ANU PhD Pre-Fieldwork Seminar by Elena Williams: Transforming the self, transforming the relationship? Understanding the impact of study abroad programs on Australia-Indonesia people-to-people relationship building

Please join us for Elena Williams’s Pre-Fieldwork Seminar on 13 August 2021

Title: Transforming the self, transforming the relationship? Understanding the impact of study abroad programs on Australia-Indonesia people-to-people relationship building

Speaker: Elena Williams

Date and Time: 13 August 2021 (Friday), 3-5 p.m.

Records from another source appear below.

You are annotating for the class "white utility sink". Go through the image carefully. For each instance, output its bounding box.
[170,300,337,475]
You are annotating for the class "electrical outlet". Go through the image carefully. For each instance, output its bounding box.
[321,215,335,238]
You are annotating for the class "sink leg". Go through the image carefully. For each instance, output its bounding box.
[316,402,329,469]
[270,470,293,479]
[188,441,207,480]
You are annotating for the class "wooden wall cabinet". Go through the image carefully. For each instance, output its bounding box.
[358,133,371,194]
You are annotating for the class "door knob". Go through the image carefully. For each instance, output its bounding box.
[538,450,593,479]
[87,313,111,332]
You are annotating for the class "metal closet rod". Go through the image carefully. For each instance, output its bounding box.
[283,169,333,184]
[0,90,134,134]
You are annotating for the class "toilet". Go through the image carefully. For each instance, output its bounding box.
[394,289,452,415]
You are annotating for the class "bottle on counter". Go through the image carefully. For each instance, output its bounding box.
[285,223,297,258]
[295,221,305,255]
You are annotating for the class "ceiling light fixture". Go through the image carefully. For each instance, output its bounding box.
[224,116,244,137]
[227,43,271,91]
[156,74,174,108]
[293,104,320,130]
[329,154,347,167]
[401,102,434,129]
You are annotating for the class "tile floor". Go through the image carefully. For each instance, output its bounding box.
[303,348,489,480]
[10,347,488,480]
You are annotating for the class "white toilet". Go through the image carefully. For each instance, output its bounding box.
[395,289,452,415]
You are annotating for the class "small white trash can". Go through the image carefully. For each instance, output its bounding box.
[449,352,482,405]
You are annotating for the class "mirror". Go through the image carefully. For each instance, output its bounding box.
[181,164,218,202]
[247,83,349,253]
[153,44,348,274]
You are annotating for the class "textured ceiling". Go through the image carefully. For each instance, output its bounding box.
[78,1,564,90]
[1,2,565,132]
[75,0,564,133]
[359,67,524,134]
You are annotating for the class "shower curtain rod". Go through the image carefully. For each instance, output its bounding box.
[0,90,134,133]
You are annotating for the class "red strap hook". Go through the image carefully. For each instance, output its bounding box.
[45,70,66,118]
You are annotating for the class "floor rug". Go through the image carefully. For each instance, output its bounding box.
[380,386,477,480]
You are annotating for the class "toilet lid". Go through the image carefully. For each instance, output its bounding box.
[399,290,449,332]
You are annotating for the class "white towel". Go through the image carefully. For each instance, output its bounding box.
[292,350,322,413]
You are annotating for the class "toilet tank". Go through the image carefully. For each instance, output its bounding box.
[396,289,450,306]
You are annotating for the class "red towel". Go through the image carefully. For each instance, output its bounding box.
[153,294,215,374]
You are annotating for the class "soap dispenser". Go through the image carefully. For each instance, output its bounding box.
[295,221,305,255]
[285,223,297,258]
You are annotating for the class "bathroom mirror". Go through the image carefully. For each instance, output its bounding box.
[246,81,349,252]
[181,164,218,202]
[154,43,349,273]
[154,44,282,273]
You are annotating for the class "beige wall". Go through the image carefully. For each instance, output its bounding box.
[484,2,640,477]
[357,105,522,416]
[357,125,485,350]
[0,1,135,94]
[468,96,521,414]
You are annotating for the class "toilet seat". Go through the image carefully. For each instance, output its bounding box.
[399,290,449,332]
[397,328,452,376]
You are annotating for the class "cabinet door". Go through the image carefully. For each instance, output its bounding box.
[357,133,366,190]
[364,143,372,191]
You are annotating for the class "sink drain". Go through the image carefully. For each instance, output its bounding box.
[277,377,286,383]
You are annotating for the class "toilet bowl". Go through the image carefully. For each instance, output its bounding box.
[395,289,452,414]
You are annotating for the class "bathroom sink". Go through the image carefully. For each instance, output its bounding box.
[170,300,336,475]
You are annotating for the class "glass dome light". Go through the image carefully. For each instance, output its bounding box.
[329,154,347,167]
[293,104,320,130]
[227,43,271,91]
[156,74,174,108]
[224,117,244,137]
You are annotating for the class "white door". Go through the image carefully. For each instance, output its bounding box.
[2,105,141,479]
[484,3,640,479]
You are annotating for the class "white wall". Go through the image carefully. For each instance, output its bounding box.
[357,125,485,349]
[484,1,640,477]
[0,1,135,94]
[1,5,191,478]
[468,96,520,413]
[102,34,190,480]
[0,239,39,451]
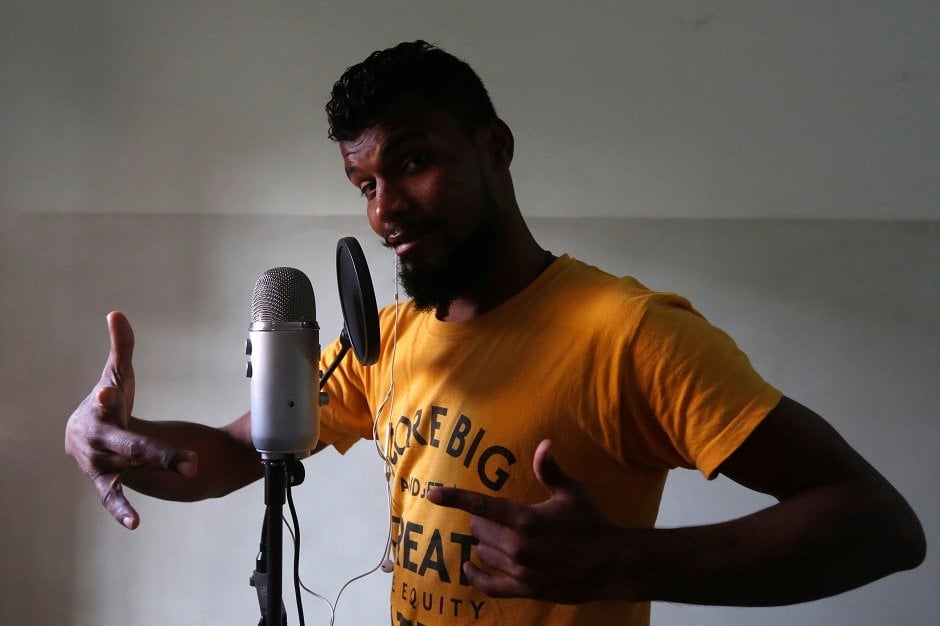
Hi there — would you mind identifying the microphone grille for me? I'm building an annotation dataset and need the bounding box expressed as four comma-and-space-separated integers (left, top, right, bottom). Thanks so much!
251, 267, 316, 323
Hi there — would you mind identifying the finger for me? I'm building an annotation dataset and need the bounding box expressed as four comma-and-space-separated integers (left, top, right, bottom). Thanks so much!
87, 404, 197, 475
463, 561, 530, 599
474, 540, 528, 579
427, 487, 522, 526
107, 310, 135, 369
532, 439, 582, 498
91, 471, 140, 530
101, 311, 136, 414
95, 385, 127, 426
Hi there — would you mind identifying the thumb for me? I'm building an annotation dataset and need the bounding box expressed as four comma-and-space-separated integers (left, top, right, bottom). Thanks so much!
533, 439, 582, 498
107, 311, 135, 370
102, 311, 136, 415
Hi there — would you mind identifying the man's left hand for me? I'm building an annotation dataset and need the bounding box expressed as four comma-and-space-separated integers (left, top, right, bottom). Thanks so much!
427, 439, 626, 603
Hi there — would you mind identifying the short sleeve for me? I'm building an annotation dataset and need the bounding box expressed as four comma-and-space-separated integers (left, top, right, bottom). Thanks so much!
626, 294, 782, 478
317, 337, 377, 453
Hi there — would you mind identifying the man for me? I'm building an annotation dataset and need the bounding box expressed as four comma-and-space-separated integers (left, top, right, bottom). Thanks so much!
65, 41, 925, 625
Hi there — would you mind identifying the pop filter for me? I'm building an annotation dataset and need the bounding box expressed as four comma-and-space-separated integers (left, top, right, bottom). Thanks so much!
336, 237, 380, 365
320, 237, 379, 388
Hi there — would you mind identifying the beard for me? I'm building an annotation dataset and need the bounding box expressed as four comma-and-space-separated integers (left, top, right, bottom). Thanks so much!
394, 195, 501, 315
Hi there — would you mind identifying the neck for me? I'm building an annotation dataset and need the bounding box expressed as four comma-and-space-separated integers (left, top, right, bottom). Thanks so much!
438, 228, 554, 323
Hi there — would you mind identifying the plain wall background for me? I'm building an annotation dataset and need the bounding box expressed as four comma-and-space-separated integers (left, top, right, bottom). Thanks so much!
1, 2, 937, 625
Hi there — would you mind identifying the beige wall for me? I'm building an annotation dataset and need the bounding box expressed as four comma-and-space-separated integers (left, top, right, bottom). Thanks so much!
2, 2, 937, 221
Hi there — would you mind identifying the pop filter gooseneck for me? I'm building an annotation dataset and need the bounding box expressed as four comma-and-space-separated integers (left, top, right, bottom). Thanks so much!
320, 237, 380, 388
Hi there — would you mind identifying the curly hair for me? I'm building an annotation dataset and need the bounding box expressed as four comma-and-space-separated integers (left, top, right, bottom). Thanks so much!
326, 40, 497, 141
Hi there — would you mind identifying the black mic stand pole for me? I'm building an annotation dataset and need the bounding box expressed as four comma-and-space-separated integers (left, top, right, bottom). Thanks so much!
251, 457, 289, 625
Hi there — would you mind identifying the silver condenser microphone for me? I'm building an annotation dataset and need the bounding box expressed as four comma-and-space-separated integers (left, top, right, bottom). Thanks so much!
246, 267, 320, 459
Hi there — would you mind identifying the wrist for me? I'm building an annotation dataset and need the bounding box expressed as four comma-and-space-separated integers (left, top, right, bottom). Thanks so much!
593, 525, 654, 604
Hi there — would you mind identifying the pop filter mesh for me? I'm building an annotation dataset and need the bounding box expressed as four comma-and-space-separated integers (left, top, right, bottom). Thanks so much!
251, 267, 316, 324
336, 237, 379, 365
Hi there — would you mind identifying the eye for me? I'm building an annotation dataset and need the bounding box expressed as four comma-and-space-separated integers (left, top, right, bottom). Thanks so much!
359, 181, 376, 200
404, 152, 431, 172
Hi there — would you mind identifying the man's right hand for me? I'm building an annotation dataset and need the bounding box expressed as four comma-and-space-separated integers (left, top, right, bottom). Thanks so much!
64, 311, 196, 529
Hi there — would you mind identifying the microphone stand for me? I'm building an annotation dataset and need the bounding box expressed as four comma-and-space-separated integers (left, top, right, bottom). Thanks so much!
251, 457, 304, 625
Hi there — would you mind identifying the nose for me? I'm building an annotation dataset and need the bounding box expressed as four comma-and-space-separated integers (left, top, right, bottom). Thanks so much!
372, 180, 409, 225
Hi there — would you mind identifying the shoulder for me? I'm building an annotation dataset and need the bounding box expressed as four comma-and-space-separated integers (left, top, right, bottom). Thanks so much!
550, 255, 702, 329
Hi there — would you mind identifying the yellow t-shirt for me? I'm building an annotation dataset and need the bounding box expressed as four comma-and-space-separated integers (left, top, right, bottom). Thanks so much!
319, 255, 781, 625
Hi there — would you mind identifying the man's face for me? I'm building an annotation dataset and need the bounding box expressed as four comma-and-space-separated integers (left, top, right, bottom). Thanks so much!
340, 95, 501, 312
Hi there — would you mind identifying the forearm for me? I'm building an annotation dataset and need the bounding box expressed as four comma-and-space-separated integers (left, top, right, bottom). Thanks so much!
123, 414, 264, 502
605, 477, 925, 606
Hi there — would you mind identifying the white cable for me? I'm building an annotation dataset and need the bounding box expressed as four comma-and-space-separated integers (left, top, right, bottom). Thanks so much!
293, 255, 402, 625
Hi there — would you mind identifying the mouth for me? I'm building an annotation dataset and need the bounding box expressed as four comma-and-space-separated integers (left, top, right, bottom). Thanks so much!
384, 224, 430, 257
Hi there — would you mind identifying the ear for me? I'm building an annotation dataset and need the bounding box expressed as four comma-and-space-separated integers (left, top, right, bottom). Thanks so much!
480, 118, 514, 171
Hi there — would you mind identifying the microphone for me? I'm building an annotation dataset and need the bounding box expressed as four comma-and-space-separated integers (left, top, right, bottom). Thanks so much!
246, 267, 320, 459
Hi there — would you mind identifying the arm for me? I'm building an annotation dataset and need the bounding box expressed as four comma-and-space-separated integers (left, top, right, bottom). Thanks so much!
428, 397, 925, 605
64, 312, 266, 529
608, 396, 926, 604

Via Zoom: https://anu.zoom.us/j/4604539898?pwd=UzhNTDkxNWlBd0lESGQxSmJhYW9xUT09

Meeting ID: 460 453 9898 Password: 509665

Abstract:  Study abroad programs between Australia and Indonesia have grown significantly in recent decades through a framework of ‘international education as public diplomacy’. Higher education institutions globally have embedded learning abroad programs as a key strategy in their efforts to ‘internationalise’ degree programs and provide graduates with ‘employability’, ‘intercultural’ and ‘global citizenship’ prospects in an increasingly globalised labour force. In Australia, there has been a significant increase in the number of students travelling to the ‘Indo-Pacific’ region, largely the result of funding made available through the Department of Foreign Affairs and Trade’s (DFAT’s) ‘New Colombo Plan (NCP)’ scholarship scheme since 2014. Yet, despite this increase in Australian outbound mobility to the region, and Indonesia’s prominence as a destination, gaps remain in scholarly accounts of study abroad’s impact in the lives of Australian students and Indonesian host communities. In particular, an assumption emerges across the literature that a student ‘self’ will be transformed by a study abroad experience, then convert this personal transformation by making positive contributions to the bilateral relationship.

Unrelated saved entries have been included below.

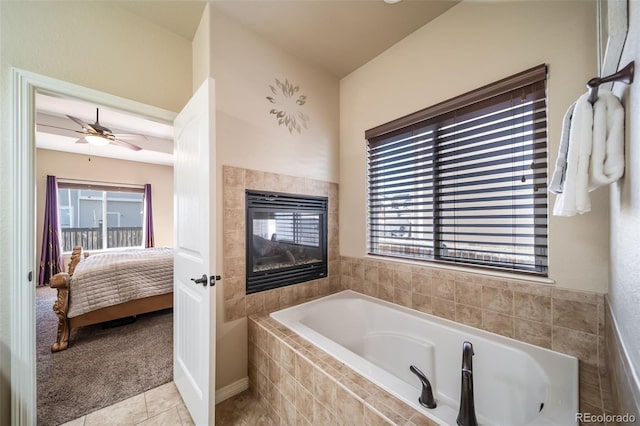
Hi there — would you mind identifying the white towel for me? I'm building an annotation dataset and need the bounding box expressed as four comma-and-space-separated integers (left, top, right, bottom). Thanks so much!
552, 90, 625, 216
589, 91, 624, 188
548, 102, 575, 194
553, 93, 594, 216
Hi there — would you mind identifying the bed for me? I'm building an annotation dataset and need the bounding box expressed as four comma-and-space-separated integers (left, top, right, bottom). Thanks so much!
49, 245, 174, 352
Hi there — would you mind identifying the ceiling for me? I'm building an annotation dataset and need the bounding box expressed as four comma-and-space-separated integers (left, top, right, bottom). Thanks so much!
118, 0, 459, 78
37, 0, 459, 164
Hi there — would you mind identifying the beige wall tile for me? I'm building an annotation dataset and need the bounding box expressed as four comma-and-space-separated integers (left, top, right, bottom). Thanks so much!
314, 366, 337, 409
553, 288, 603, 305
364, 405, 395, 425
223, 230, 245, 259
295, 382, 314, 422
552, 326, 598, 366
553, 298, 598, 334
393, 269, 412, 291
482, 311, 514, 338
514, 292, 551, 324
246, 292, 265, 316
412, 293, 432, 314
222, 165, 245, 187
224, 276, 245, 301
455, 281, 482, 307
432, 298, 455, 321
335, 385, 365, 425
456, 304, 482, 328
432, 278, 455, 301
245, 169, 266, 190
411, 273, 431, 296
223, 185, 244, 210
223, 208, 245, 232
226, 297, 246, 321
394, 288, 412, 307
514, 318, 552, 349
482, 285, 513, 315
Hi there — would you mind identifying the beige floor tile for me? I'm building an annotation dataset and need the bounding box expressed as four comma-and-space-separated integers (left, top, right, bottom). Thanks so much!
144, 382, 182, 418
60, 417, 85, 426
84, 393, 148, 426
135, 407, 182, 426
176, 402, 195, 426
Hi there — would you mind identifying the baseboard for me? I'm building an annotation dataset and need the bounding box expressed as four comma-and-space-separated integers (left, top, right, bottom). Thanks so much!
605, 297, 640, 418
215, 377, 249, 404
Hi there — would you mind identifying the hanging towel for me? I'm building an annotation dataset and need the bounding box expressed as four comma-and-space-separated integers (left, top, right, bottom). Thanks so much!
553, 93, 593, 216
589, 91, 624, 188
549, 102, 576, 194
552, 90, 625, 216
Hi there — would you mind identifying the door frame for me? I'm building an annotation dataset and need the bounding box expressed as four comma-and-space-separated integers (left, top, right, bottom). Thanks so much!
9, 68, 176, 425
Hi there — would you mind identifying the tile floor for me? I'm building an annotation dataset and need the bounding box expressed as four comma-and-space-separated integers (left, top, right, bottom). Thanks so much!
58, 383, 268, 426
60, 382, 194, 426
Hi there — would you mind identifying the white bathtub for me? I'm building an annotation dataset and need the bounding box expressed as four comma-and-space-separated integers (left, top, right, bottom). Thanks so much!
271, 290, 578, 426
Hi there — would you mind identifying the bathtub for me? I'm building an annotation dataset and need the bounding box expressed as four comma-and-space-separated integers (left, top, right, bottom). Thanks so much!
271, 290, 578, 426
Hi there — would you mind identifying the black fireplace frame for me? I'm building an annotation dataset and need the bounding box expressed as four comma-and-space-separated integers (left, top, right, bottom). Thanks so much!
245, 190, 328, 294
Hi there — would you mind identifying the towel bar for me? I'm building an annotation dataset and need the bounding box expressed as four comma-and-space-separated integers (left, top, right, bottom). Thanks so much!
587, 61, 635, 104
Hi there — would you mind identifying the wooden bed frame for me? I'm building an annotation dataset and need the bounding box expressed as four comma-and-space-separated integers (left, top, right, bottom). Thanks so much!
50, 246, 173, 352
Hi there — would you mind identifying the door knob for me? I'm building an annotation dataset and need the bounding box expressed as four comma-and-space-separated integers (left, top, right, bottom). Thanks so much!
191, 274, 208, 287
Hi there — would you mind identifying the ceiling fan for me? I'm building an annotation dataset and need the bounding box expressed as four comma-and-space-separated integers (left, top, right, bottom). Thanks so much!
40, 108, 145, 151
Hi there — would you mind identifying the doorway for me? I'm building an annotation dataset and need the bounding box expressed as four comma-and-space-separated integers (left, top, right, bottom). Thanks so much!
9, 68, 177, 425
35, 91, 176, 425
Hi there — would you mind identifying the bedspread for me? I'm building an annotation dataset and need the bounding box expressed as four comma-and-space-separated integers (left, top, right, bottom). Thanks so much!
67, 247, 173, 318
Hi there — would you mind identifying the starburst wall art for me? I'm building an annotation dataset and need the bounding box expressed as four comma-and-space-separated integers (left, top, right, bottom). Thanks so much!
266, 78, 310, 134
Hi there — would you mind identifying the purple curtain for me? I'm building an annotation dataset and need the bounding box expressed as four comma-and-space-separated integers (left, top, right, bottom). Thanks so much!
144, 184, 155, 248
38, 175, 64, 285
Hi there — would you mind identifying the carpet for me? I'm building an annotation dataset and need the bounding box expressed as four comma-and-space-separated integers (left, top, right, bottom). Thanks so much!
36, 286, 173, 426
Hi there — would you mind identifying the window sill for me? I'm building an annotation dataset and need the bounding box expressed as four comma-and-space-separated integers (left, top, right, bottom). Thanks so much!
363, 254, 555, 285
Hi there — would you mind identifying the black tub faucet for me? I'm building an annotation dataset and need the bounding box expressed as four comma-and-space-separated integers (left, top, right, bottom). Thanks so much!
457, 341, 478, 426
409, 365, 437, 409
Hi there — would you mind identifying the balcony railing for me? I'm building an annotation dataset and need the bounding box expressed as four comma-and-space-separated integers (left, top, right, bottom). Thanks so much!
61, 227, 143, 251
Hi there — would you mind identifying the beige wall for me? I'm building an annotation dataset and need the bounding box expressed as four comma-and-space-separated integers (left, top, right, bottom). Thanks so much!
197, 7, 340, 391
0, 2, 192, 423
339, 0, 607, 293
608, 0, 640, 415
35, 149, 174, 266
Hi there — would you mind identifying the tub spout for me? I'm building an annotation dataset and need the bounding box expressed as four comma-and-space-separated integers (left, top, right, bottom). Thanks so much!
456, 341, 478, 426
409, 365, 437, 409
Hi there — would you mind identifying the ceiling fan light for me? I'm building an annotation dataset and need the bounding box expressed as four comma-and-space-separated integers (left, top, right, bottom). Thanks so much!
85, 135, 110, 146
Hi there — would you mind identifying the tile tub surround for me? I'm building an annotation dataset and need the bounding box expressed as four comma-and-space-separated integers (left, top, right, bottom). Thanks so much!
249, 312, 612, 425
222, 166, 341, 322
248, 314, 439, 426
341, 256, 606, 370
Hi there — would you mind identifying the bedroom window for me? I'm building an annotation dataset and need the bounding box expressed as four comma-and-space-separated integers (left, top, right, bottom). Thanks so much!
57, 182, 146, 252
366, 65, 548, 275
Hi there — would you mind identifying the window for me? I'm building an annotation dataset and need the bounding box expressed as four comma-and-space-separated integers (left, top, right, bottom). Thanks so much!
366, 65, 548, 275
57, 182, 146, 252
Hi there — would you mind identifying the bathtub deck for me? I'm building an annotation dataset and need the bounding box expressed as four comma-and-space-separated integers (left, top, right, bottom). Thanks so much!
248, 312, 616, 426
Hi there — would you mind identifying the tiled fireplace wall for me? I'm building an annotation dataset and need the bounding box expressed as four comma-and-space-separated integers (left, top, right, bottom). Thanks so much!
222, 166, 340, 322
222, 167, 609, 391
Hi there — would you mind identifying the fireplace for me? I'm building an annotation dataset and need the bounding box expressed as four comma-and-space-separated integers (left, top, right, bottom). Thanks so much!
246, 190, 328, 294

Through a case study of the longest-running facilitator of study abroad programs to Indonesia, the Australian Consortium for ‘In-Country’ Indonesian Studies (ACICIS), my research interrogates this problem by speaking directly with students and host communities about their experiences of NCP-funded study abroad programs to Indonesia. By centring the experiences of students and host communities to redefine and reconceptualise what ‘impact’ means to them in their own lives, this research will generate evidence-based data grounded in participants’ lived experience of study abroad. This is significant as student and host community voices have often been minimised or excluded in the literature, despite their potential to enrich scholarly understanding of participants’ lived experiences of Australia-Indonesia study abroad programs, and their capacity for bilateral relationship building. This project will contribute to academic literature in International Education, Anthropology and Indonesian Studies by elucidating student and host community pathways of impact to transformation, interrogating whether personal transformations lead to collective, bilateral transformations. This research also aims to contribute not only to scholarly literature, but also to government and university policy setting for future Australia-Indonesia study abroad programs.